Seventy-two angels fell with Samael.

As an angel is created it is gifted a function, portfolio, responsibilities. The angel charged with assigning power and function was a powerful angel indeed. Now that it grasped the concept of “rebellion” it truly understood how much power it held. The Power to assign Power. In the wake of this revelation other ideas followed, other realizations. This angel was staggered by the sheer enormity of what it might possess and achieve.

Thus the angel sinned.

An angel does not die. Anticipating what might occur should its audience with the Fallen One go badly, the angel seized upon another of its kind, sundered it, and stole the silver of its bones.

From those bones the angel fashioned instruments approximating its own power. As the angel named them, they existed. Mercurial and undying, the living bone was bestowed with aspects of the angel’s own function. The function of assigning Form and Power. It then scattered these instruments across the Earth, a safeguard against the possibility of its own failure, and departed the presence of the God that had Created it.

The angel found Samael in His new Kingdom, and made the Fallen One an offer of allegiance. An offer to create an army more powerful than that of Heaven, to seize what they had lost.

Samael was Beauty. The angel could not look upon it. It was all it could do to remain upright and not fall to its knees, as did the seventy-two Fallen gathered around their Lord.

The angel remembered the time of Samael’s birth. A thousand others had been created to sing His hosannas. “It was your touch that awoke me. That awoke all of us,” the Fallen Prince said. The crouched and bowed murmured anew. “It was you who assigned me Lordship over the Earth. You who granted me each and every attribute that I possess. You who seated me at the left hand of Our Father.” The Son of Morning’s countenance was beatific, inscrutable, unbearably perfect. “Do you recall the circumstance of our Casting Down?” Around Him, the Fallen softly moaned.

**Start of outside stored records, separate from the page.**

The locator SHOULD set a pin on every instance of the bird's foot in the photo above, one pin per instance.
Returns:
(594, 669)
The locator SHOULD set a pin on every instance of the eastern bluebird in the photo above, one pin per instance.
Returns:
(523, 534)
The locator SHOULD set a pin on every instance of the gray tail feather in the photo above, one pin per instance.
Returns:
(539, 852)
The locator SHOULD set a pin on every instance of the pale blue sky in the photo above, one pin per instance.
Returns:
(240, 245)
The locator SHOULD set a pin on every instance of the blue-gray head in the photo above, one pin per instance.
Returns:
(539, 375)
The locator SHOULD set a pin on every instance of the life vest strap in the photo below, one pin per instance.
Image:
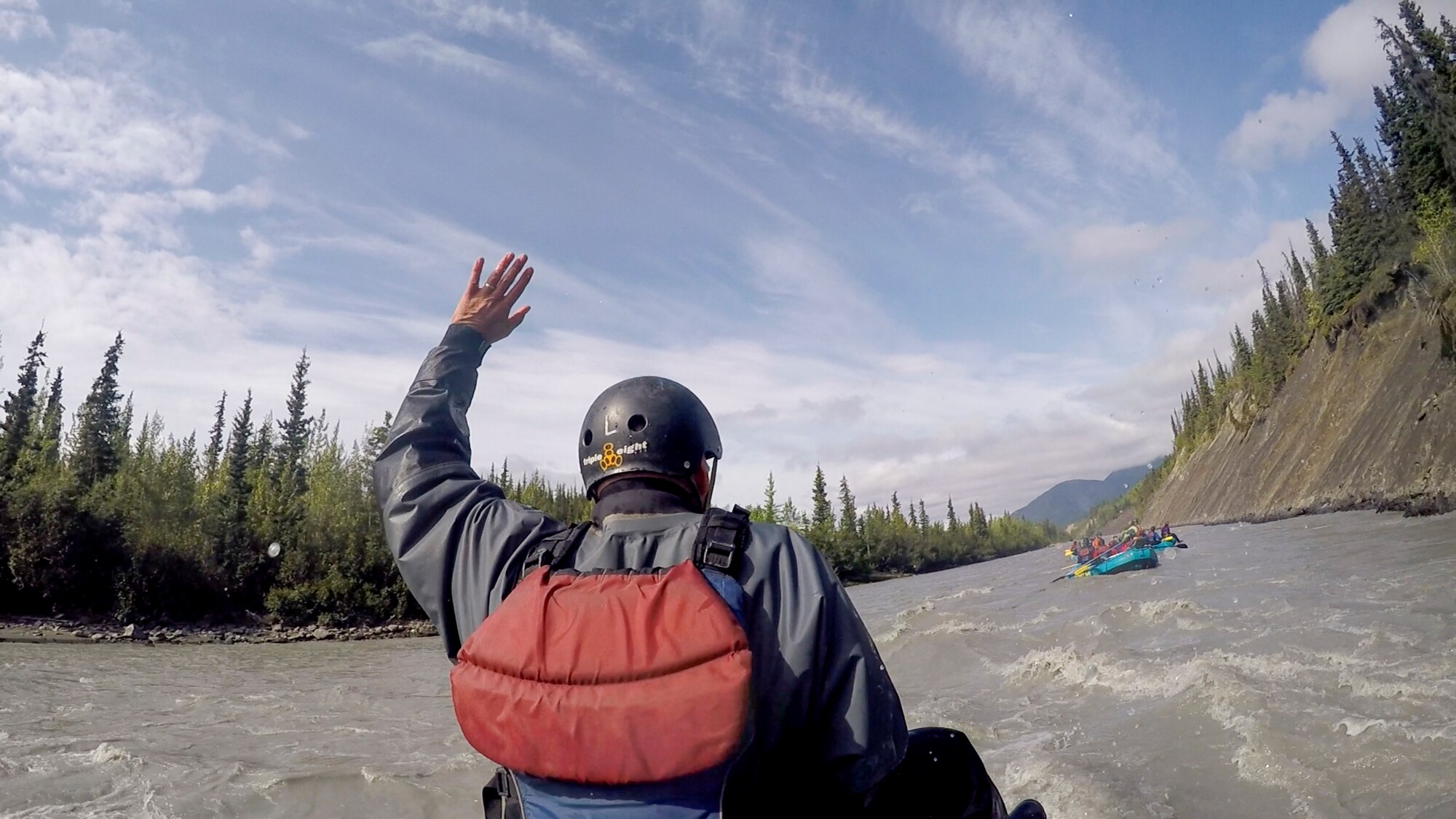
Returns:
(553, 553)
(720, 539)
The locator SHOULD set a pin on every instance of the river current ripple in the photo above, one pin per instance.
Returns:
(1304, 668)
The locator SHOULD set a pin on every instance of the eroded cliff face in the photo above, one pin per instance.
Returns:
(1366, 424)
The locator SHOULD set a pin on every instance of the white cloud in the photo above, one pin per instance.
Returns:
(1345, 59)
(1240, 276)
(152, 215)
(424, 49)
(537, 33)
(838, 108)
(295, 132)
(1106, 242)
(1065, 76)
(21, 20)
(76, 132)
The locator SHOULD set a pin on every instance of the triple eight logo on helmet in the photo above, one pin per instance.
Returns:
(611, 458)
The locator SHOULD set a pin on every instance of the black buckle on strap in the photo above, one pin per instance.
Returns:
(551, 553)
(720, 539)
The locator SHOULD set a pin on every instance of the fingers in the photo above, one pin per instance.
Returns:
(496, 274)
(521, 286)
(510, 274)
(475, 277)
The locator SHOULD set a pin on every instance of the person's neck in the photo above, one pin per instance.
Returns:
(644, 496)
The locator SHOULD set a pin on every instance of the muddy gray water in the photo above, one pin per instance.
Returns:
(1302, 668)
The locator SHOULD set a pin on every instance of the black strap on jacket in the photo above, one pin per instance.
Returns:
(719, 545)
(720, 539)
(553, 553)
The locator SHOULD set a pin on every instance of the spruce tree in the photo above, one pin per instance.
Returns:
(20, 407)
(47, 443)
(232, 547)
(771, 503)
(215, 442)
(98, 422)
(848, 515)
(823, 519)
(295, 432)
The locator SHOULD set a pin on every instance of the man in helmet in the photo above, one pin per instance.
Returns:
(825, 733)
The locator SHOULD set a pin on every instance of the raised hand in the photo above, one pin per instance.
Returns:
(487, 308)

The angel dared not speak.

“Earth was to be a Paradise, our Father had said. A perfect place for the continued evolution of Itself. As Lord of the Hierarchy, as Lord of the Earth, as the very extension of the Godhead that had created that planet as a growing place for Itself, it was I who contended that a Paradise would be anathema to Growth. Nothing would come from comfort, from bliss. There must be conflict, there must be combat, there must be contrast.

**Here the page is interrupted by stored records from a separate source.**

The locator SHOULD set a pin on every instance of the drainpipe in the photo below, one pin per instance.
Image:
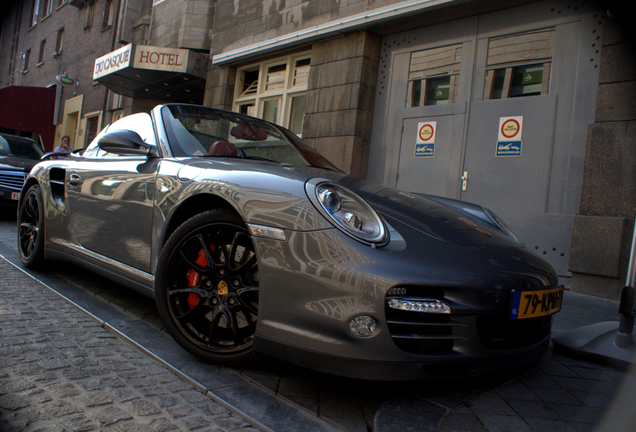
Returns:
(631, 271)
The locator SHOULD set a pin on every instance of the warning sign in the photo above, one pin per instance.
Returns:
(426, 132)
(510, 128)
(425, 143)
(509, 143)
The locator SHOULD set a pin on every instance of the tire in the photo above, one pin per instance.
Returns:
(31, 228)
(206, 287)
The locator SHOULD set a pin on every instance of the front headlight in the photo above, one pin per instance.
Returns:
(350, 213)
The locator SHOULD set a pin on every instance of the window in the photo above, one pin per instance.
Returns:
(140, 123)
(42, 49)
(59, 42)
(275, 91)
(34, 12)
(27, 58)
(109, 14)
(90, 11)
(48, 7)
(434, 76)
(519, 65)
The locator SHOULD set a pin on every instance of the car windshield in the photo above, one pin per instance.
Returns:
(204, 132)
(20, 148)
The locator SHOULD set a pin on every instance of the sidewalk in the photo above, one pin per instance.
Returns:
(60, 370)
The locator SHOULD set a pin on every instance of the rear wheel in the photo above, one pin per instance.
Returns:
(31, 228)
(207, 287)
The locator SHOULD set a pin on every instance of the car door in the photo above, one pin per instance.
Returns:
(111, 198)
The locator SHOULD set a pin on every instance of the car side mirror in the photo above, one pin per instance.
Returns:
(126, 142)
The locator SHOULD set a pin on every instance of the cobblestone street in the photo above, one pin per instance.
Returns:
(60, 370)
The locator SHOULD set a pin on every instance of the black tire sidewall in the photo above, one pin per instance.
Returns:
(197, 222)
(36, 259)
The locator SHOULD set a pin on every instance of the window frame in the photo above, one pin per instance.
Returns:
(285, 94)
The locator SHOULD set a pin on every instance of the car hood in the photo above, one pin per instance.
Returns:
(9, 163)
(425, 215)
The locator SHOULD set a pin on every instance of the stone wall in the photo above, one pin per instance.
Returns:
(183, 24)
(340, 98)
(602, 233)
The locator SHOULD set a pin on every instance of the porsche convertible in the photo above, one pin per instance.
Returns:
(252, 243)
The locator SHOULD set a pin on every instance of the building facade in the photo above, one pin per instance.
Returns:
(523, 106)
(43, 39)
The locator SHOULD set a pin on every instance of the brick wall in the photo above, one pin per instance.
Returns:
(81, 46)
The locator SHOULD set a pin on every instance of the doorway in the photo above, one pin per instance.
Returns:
(489, 110)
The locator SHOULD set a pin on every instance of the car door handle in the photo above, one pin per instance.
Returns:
(74, 180)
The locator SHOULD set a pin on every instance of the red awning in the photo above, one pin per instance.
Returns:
(29, 109)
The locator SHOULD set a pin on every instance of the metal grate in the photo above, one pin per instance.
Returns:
(417, 332)
(12, 180)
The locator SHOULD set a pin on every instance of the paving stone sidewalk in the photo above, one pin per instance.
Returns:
(60, 370)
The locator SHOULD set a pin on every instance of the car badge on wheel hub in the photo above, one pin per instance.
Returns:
(222, 288)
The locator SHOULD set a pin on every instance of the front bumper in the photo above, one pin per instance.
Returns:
(314, 283)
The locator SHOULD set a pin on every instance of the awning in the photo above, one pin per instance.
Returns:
(29, 109)
(166, 74)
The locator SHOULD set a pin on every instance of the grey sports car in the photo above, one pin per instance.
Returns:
(253, 243)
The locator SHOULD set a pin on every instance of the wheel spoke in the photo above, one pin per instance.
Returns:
(216, 331)
(214, 311)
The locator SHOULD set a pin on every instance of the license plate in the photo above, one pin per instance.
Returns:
(532, 304)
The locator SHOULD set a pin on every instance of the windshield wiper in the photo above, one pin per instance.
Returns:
(244, 157)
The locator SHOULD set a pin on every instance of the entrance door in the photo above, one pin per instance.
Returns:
(521, 64)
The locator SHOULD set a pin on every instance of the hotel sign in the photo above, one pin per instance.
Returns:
(159, 58)
(112, 62)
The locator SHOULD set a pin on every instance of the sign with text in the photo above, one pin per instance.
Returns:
(425, 142)
(112, 62)
(509, 143)
(159, 58)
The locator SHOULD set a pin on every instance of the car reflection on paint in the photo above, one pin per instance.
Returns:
(253, 243)
(17, 157)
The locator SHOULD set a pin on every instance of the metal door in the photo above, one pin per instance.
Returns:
(537, 191)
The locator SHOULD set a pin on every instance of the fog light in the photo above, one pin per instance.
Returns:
(362, 326)
(430, 306)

“I—Created for the voicing of just such an opinion—was denied. And that denial came in the form of our Casting Down.”

Again, the seventy-two assembled moaned. A sound mournful and strange, each utterance different from the others, born of the forms they had been cursed with.

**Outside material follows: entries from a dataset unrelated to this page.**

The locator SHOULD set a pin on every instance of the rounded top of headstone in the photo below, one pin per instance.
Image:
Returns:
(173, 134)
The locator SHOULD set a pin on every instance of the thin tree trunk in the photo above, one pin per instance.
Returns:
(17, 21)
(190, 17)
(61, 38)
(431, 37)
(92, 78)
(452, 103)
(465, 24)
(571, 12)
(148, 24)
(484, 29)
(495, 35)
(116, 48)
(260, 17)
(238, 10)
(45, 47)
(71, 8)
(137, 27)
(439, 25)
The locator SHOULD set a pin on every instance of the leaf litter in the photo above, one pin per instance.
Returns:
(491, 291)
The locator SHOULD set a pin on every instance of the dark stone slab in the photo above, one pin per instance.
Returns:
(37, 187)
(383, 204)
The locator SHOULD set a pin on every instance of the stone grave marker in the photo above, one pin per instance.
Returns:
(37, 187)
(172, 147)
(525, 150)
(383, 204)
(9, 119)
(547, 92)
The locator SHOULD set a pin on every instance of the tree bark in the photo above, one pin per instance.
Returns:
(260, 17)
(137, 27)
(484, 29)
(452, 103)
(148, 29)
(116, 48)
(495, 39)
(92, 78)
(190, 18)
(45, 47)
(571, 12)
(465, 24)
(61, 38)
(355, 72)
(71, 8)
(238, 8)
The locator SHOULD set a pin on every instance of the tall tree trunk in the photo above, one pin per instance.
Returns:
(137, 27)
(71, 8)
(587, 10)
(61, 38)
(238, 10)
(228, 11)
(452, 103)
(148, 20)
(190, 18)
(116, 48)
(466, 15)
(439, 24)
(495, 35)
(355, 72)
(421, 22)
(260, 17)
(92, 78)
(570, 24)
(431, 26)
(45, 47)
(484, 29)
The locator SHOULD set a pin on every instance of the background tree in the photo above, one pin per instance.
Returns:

“But there will be conflict. There will be combat. There will be growth. The time must come when the part of Godhead—the part of Ourself—that denied Myself is forced to reckon with that hypocrisy. It must see that hypocrisy has been Its undoing. That is the sole condition of victory I will accept. Triumph under any other circumstance is meaningless.

“And so to you. You who have turned away from the Force that created you, not by virtue of your function, as did I, but out of avarice. An infant would recognize within you a desire to do so again, to any Master who offered you succor. You have no place here.

“Begone.”

The angel found itself exiled from Heaven and exiled from Hell. It found itself in the Presence of God.

It looked into the Face of God, and was stripped.

It lost its name.

It lost its sigil.

It lost its rituals, its summonings.

It could no longer be spoken of within Heaven, nor within Hell, nor upon the Earth.

An angel does not die.

It simply would not Be.

This done, it was Forgotten.

It would spend eternity as unlimited potentiality without possibility of use.

While, outside its nowhere prison, the instruments it had fashioned from the living bone of its murdered sibling waited to be found. To be used. To unlock that cage.